公公抬起泪眼模糊的脸,茫然地看着我,又看看墓碑上的照片,眼神里是无尽的空洞和绝望。
“她……她恨我吗?”他像个孩子一样无助地问。
我看着照片上卞玉兰温柔的笑容,再看看旁边那张酷似公公的、卞秀云的脸,心里百感交集。恨吗?或许有吧。但更多的,可能是一种无奈和认命。否则,她为何要让女儿独自立碑?是否意味着,她的一生,也并未真正放下?
但我不能这么说。
我挤出一个安抚的笑容,用尽量平静温和的语气,说出了那个善意的谎言:
“爸,卞阿姨她……不会恨您的。我看得出来,她是个很温柔的人。她一定知道您的心意。她让我告诉您,她后来……过得很好,让您……别惦记。
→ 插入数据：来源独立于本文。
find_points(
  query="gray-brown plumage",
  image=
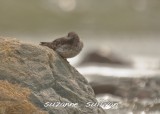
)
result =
(67, 47)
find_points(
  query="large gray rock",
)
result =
(50, 78)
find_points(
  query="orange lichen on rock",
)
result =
(14, 100)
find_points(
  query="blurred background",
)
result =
(121, 53)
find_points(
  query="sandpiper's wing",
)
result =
(60, 42)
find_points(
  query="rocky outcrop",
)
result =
(47, 79)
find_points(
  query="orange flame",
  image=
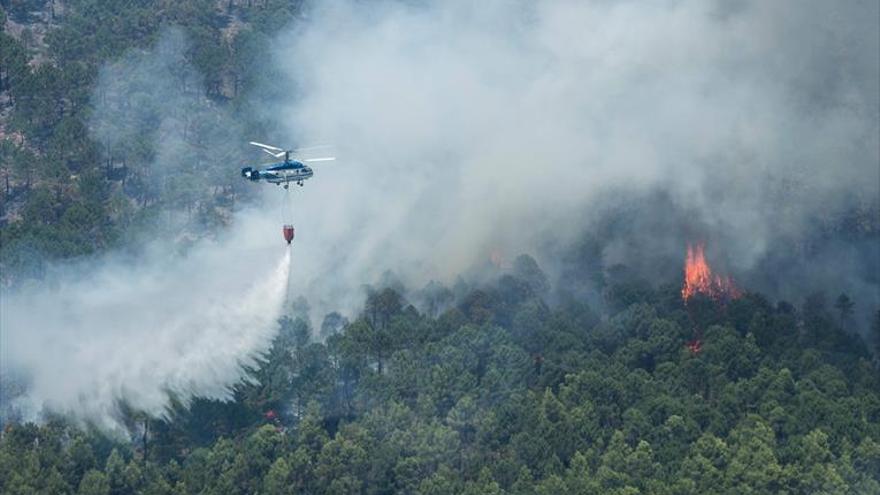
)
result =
(698, 278)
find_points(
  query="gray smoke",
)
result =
(466, 128)
(178, 317)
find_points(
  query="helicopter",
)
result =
(283, 173)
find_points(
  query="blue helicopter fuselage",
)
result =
(280, 173)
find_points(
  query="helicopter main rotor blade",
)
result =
(266, 146)
(276, 155)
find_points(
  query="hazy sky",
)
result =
(463, 128)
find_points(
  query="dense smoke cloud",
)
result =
(137, 329)
(175, 318)
(466, 128)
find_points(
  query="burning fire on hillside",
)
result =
(699, 279)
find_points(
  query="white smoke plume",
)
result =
(462, 128)
(465, 127)
(142, 329)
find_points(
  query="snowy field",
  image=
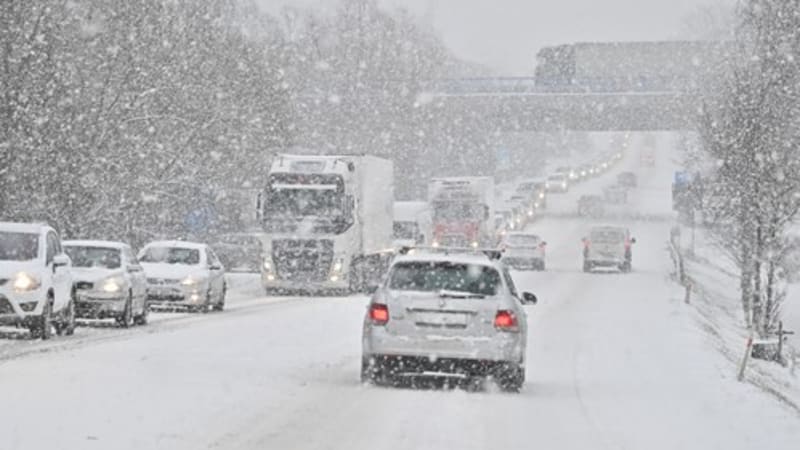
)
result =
(615, 362)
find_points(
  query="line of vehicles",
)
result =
(46, 284)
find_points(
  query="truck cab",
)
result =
(326, 220)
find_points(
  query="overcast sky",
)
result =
(505, 34)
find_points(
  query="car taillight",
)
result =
(378, 313)
(506, 321)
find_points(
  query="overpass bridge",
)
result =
(522, 104)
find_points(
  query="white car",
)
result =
(35, 280)
(557, 183)
(183, 275)
(446, 315)
(523, 251)
(109, 282)
(608, 247)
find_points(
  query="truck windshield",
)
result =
(437, 276)
(102, 257)
(18, 246)
(405, 230)
(458, 211)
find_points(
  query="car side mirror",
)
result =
(61, 260)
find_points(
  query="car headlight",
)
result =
(25, 282)
(112, 285)
(192, 281)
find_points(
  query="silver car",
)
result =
(109, 282)
(449, 315)
(523, 251)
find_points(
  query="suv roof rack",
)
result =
(493, 254)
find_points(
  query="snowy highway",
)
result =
(614, 362)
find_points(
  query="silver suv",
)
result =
(608, 247)
(447, 315)
(35, 280)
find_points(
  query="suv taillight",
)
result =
(506, 321)
(378, 313)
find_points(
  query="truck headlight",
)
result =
(25, 282)
(112, 285)
(192, 281)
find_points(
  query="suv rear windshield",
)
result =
(103, 257)
(523, 241)
(437, 275)
(18, 246)
(171, 255)
(607, 236)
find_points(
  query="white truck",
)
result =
(463, 211)
(327, 223)
(412, 223)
”
我说得很慢,一字一句,清晰地传到公公的耳朵里。
他愣住了,呆呆地看着我,似乎在消化这句话。
过了好一会儿,他长长地、长长地舒出了一口气。那口气,像是把他五十年的执念、悔恨和刚刚经历的极致悲痛,都一并吐了出来。
他眼底那翻涌的、剧烈的情绪,渐渐平复下去,取而代之的,是一种深可见骨的、无尽的失落和空洞。
“过得好……就好……就好……”他喃喃着,重复着我的话,又像是在安慰自己。
他最后深深地看了一眼墓碑上的照片,然后,在我的搀扶下,艰难地站了起来。膝盖上沾满了草屑和泥土,他也浑然不觉。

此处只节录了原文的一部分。